A lire ces derniers mots du roman, il est clair que le puits est une étape, une contrainte subie par des enfants confiants et abusés. Il faut survivre, se débrouiller pour grandir, pour en sortir plus fort et « réinvestir les lieux, reprendre la parole ». Ne pas céder à la contrainte ni à la facilité. Au prix de sacrifices, s’en sortir plus fort. Impossible de ne pas y voir aussi une allégorie de la situation de l’Espagne aujourd’hui, d’autant plus qu’Iván Repila cite, ironiquement, Margaret Thatcher en exergue de son roman : « Dans un système de libre échange et de libre marché, les pays pauvres – et les gens pauvres – ne sont pas pauvres parce que les autres sont riches. Si les autres étaient moins riches, les pauvres seraient, selon toute probabilité, encore plus pauvres ». Soyons donc riches sans aucune mauvaise conscience…

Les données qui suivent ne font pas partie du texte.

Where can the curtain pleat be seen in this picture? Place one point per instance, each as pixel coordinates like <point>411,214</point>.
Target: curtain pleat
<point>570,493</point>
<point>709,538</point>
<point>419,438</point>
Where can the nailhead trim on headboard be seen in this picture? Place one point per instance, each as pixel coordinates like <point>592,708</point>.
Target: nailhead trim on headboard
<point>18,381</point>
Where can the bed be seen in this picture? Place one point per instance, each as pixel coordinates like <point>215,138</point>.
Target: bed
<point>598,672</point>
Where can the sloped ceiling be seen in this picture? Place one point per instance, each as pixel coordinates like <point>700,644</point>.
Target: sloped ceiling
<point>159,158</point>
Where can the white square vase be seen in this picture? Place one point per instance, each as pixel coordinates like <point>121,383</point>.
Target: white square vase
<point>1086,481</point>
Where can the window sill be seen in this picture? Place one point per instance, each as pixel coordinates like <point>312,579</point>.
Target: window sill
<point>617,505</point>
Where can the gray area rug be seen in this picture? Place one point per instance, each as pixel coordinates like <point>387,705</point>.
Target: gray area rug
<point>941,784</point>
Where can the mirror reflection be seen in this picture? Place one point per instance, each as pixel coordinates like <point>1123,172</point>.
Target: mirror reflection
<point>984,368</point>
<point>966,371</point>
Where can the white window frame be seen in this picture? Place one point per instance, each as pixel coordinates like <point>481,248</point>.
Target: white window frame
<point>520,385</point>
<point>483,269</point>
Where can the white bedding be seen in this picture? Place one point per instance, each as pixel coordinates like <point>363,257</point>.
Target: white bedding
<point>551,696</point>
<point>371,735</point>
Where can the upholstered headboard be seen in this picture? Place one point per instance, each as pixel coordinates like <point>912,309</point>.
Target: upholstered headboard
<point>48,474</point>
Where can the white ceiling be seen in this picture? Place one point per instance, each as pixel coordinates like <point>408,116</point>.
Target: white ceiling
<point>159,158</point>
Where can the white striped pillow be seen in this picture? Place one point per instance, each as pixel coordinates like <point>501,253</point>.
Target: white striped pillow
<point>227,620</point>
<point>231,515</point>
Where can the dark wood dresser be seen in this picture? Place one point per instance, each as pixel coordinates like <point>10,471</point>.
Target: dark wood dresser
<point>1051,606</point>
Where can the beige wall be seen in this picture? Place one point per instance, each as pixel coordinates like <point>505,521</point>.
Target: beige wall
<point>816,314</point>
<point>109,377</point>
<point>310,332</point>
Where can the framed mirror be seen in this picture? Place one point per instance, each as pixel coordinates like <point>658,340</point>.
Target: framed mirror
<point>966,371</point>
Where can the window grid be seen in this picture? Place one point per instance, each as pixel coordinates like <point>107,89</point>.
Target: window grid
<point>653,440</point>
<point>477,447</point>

Aux pauvres qui crèvent et souffrent dans leur trou, il est quand même permis de rêver, car l’imagination ne coûte rien et permet l’évasion.
Voilà tout ? Les hommes doivent-ils vivre entre des murs sans portes ni fenêtres ? Y a-t-il autre chose au-delà ? Oui, mon frère, oui, il y a autre chose ! Je le sais ! Car nul ne peut retenir ce que j’ai dans la tête, là, à l’intérieur. C’est un territoire sans murs, sans puits, juste à moi. Et bien réel puisqu’il me fait évoluer.
Le puits
Iván Repila traduit de l’espagnol par Margot Nguyen Béraud
Denoël, 2014
ISBN : 978-2-207-11768-2 – 109 pages – 11 €
El niño que robó el caballo de Atila, parution en Espagne : 2013
C’est marrant, chaque billet sur ce livre propose une interprétation différente. Je vais en conclure que c’est un texte hyper psychanalytique, un point c’est tout 😉
Je n’en ai pas lu d’autres, à part le tien à l’instant. Et oui, il se pourrait bien que ce texte soit interprétable de multiples façons psy, le puits et le ventre maternel est évident, et ne contredit d’ailleurs pas mon point de vue, à savoir que les abandonnés vont devoir naître à nouveau après une terrible gestation qui les fortifiera.

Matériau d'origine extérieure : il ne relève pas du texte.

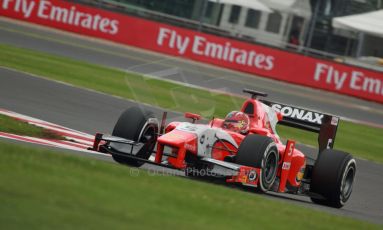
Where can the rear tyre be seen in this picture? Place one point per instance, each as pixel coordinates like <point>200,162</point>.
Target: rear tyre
<point>260,152</point>
<point>333,178</point>
<point>140,126</point>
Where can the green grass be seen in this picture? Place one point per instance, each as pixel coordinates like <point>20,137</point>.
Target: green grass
<point>11,125</point>
<point>41,189</point>
<point>362,141</point>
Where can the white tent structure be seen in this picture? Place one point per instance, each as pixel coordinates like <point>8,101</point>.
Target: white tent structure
<point>369,23</point>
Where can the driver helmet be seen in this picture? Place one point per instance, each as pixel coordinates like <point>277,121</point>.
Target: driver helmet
<point>237,122</point>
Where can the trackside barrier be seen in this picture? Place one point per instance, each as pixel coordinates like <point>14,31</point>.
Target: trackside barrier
<point>229,53</point>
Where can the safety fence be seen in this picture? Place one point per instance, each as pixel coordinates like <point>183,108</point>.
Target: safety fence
<point>225,52</point>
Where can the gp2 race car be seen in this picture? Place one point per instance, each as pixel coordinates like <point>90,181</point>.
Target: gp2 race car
<point>243,148</point>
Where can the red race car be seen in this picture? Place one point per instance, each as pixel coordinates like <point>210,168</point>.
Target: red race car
<point>244,148</point>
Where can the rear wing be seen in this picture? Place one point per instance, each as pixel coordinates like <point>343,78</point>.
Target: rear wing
<point>324,124</point>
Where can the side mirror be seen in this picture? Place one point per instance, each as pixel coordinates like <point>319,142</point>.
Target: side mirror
<point>259,131</point>
<point>193,116</point>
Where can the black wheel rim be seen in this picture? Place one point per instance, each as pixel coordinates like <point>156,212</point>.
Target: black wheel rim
<point>348,182</point>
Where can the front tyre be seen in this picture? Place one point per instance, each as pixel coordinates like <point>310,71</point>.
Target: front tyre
<point>260,152</point>
<point>333,178</point>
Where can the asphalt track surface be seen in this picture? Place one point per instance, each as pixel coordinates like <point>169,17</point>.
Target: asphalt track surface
<point>92,112</point>
<point>184,71</point>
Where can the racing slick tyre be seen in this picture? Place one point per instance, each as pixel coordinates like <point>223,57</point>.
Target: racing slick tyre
<point>333,178</point>
<point>260,152</point>
<point>140,126</point>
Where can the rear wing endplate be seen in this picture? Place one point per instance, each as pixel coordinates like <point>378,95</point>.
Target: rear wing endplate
<point>325,125</point>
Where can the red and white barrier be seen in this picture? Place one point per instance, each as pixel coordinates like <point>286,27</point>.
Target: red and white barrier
<point>74,140</point>
<point>229,53</point>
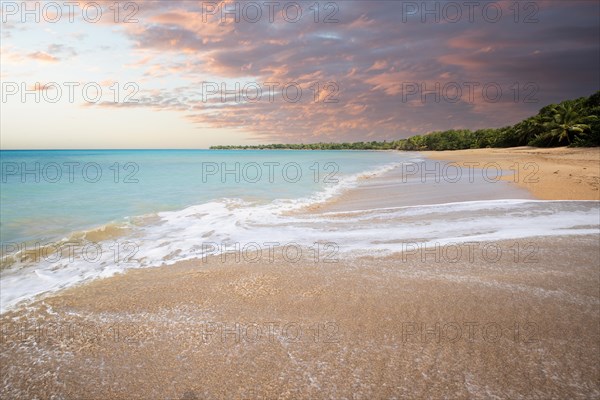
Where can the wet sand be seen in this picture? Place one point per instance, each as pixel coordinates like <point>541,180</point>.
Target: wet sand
<point>524,326</point>
<point>550,174</point>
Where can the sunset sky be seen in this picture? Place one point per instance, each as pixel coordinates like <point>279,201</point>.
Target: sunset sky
<point>368,59</point>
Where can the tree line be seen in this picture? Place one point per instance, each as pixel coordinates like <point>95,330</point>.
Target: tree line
<point>571,123</point>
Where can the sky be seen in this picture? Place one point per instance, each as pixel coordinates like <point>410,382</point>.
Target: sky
<point>191,74</point>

Après avoir lu plusieurs avis sur ce livre, ton interprétation me donne une furieuse envie de me frotter à ce texte.
Tant mieux ! De mon côté, je vais être attentive aux lectures de chacun car je suis curieuse de connaître les interprétations qu’on peut tirer de ce texte.
J’ai trouvé moi aussi dans ce texte une lecture très riche. Peut être trop pour celui qui souhaite un chemin bien balisé. Ici, chacun peut y voir (ou pas) selon ses propres références. C’est déstabilisant. Et quand en plus on y ajoute la violence du récit, ça fait forcément un roman très dérangeant. Au final, je ne sais toujours pas si j’ai aimé, mais ça m’a terriblement marquée.
Tout ce qui fait réfléchir est bon à prendre rien que pour ça. Mais pour nous pousser à nous interroger, certains choisissent de nous bousculer, de faire un peu trembler le socle, et ce n’est pas si mal puisque ça questionne…
là c’est sûr je ne le lirai pas, je laisse la souffrance de cette sorte pour la réalité et je n’aime pas trop la retrouver dans des livres.
Il ne s’agit pas ici de sordide social. Ça n’est pas gai il est vrai, mais non plus complaisant car au final, chacun s’interroge forcément sur ce qu’il vient de lire.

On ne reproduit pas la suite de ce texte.